Добавить в цитаты Настройки чтения

Страница 32 из 55

Монашка пронзительно закричала. Я много раз смотрел на публичные казни. И всегда это была расправа над преступниками. Безжалостными выходками, убийцами и предателями. Но сейчас, стоя в толпе улюлюкающих горожан, наблюдая расправу за веру — видел замученных Талмором соотечественников. Я не молчал, не стоял в стороне, когда юстициары казнили нордов за веру в Талоса. Я боролся, потому что это правильно, потому что мужчина не должен терпеть несправедливость.

— Довольно! — крикнул я, глядя на растущие языки пламени. Еще мгновение и девушка превратилась бы в живой факел.

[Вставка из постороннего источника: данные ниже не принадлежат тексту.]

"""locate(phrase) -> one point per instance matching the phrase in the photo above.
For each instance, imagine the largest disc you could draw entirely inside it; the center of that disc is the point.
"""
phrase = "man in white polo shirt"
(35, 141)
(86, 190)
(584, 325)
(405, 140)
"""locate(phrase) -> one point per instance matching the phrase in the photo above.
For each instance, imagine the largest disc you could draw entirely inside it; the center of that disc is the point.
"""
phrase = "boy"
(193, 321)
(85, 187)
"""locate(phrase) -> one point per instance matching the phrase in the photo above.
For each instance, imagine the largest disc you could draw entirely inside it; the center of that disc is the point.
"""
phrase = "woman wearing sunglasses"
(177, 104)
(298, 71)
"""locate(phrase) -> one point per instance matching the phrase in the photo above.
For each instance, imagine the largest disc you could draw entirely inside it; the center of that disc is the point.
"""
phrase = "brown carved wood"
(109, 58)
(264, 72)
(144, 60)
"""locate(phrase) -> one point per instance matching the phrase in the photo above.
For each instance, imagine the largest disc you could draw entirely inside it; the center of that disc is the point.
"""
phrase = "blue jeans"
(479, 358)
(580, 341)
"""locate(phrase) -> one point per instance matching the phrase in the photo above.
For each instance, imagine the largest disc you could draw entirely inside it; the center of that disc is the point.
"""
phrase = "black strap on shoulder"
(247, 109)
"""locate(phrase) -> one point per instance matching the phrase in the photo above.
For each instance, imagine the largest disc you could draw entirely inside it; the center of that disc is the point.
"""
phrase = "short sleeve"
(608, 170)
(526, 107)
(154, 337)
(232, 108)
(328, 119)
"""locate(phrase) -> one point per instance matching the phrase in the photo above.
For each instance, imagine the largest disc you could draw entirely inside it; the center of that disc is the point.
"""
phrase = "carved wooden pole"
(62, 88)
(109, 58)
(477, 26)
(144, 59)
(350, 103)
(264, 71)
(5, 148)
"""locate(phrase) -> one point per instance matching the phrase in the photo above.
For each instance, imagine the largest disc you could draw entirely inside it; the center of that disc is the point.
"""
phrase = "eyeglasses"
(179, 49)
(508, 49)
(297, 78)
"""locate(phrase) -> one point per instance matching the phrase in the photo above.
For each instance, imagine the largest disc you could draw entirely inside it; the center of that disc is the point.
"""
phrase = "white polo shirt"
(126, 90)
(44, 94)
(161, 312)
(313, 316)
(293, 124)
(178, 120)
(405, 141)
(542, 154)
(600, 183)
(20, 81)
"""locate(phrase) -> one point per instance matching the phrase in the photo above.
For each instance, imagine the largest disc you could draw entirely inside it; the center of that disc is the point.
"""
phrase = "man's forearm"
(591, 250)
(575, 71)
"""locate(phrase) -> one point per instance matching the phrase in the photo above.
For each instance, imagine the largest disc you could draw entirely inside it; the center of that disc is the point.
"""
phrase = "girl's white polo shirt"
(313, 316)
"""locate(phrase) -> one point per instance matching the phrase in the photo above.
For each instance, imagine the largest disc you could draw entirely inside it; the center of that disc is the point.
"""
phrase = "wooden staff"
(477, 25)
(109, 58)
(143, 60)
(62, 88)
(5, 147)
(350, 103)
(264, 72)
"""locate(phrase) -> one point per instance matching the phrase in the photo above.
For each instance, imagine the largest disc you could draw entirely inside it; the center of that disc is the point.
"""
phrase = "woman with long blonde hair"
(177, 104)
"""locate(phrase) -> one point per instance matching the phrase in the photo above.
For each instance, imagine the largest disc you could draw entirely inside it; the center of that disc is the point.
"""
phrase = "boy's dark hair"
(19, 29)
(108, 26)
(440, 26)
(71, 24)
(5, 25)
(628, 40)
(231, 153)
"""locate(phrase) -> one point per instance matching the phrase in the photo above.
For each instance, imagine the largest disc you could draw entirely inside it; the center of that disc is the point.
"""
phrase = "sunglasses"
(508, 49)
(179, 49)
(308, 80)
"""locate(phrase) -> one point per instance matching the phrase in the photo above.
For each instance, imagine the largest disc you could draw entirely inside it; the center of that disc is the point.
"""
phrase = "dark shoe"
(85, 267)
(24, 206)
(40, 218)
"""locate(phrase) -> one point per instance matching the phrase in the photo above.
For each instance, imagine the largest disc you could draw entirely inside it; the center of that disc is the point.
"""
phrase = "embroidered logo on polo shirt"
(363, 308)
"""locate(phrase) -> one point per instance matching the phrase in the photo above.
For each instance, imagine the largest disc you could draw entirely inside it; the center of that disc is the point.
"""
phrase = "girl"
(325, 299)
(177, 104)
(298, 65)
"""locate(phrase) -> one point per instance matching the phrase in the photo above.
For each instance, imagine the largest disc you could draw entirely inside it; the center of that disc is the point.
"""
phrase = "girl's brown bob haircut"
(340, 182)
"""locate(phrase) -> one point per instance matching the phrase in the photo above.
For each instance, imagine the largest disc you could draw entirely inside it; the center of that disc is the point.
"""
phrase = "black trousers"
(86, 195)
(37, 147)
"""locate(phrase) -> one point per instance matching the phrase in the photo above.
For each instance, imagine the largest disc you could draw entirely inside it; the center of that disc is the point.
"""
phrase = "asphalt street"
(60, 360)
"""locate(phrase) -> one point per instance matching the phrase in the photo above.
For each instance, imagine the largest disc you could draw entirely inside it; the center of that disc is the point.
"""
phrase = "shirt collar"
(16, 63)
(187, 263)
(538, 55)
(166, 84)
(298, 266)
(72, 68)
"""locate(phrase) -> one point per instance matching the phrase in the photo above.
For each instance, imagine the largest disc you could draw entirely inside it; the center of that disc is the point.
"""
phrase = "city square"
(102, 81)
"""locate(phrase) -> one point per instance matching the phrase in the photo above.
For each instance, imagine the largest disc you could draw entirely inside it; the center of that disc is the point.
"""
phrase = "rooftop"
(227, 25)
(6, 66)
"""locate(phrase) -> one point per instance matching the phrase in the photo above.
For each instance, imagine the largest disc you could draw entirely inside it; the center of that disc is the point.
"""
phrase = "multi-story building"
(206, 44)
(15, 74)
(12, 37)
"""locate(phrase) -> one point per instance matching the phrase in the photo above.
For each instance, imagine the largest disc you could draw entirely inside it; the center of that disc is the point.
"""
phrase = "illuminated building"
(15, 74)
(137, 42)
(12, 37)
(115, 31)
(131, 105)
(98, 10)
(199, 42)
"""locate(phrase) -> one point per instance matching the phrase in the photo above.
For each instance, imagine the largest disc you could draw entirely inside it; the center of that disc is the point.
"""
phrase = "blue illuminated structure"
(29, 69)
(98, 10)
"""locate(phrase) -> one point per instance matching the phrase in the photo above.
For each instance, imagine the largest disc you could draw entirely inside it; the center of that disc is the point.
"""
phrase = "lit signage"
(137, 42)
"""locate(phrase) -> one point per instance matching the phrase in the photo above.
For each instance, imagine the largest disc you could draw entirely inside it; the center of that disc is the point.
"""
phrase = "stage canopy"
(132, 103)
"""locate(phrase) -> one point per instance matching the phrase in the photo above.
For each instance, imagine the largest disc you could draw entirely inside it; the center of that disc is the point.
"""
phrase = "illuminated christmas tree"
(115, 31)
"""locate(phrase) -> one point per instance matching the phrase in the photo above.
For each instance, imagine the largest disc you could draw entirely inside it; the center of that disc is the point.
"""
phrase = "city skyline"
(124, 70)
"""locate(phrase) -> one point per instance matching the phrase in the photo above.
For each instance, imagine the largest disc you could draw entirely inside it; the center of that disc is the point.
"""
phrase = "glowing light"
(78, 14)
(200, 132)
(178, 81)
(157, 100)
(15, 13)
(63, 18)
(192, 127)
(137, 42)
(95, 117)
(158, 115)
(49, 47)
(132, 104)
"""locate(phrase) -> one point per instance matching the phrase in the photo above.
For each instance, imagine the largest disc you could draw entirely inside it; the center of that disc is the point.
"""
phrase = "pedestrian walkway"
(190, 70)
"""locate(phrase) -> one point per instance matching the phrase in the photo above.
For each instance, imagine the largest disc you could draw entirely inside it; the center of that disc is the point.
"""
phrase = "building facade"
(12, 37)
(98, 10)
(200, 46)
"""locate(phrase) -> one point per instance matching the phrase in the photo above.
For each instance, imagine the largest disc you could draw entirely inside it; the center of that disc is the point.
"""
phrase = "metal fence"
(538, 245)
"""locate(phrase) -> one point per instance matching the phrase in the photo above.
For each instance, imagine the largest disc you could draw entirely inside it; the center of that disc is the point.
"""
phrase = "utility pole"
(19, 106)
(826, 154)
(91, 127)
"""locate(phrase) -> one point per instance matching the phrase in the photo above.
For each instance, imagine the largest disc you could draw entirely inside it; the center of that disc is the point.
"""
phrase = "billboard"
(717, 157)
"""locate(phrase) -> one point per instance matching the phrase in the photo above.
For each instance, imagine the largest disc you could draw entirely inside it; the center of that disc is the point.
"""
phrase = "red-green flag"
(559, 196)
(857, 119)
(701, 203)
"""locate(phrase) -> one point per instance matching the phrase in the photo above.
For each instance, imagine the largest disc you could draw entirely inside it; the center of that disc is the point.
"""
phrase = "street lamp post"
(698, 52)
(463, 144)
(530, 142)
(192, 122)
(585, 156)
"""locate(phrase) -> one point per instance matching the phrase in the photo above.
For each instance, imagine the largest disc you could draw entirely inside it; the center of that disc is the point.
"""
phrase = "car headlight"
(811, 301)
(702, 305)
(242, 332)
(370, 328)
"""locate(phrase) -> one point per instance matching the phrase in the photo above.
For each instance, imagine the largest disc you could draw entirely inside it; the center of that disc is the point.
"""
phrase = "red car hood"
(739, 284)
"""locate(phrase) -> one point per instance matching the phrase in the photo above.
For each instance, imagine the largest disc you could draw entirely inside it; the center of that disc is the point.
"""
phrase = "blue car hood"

Шивера злобно оскалилась, а Григор улыбнулся. — Я буду защитником!

— Как ты смеешь прерывать казнь! — злобно крикнула жрица, но Григор осадил ее миролюбивым жестом.

— Этот муж желает испытать Пламя Обета. Принять на себя грех Леллианы и побороть его, — сказал он. — Шивера, сестра моя, испытай его веру.

— Что ты, черт подери творишь?! — злобно зашипела Морриган. — Ты спятил, кретин?!

— Что ж, — холодно усмехнулась рогатая дева. — Да будет так. Поднимись на эшафот.

Толпа расступилась, пронзая меня недоуменными взглядами. Я шел навстречу одержимым, подавляя растущий страх. Сердце колотилось, запах горелого дерева проникал в ноздри, резал легкие. Миновав казавшиеся бесконечно длинными ступени эшафота, оказался лицом к лицу с Григором. В его глазах блестел ум и понимание. Странные черты для демона.

Шивера подошла ко мне и заглянула в глаза. Алые, вертикальные зрачки вспыхнули злым, непонимающим огнем.

— Ты ведь понимаешь, что я сейчас тебя убью, идиот, — прошептала она.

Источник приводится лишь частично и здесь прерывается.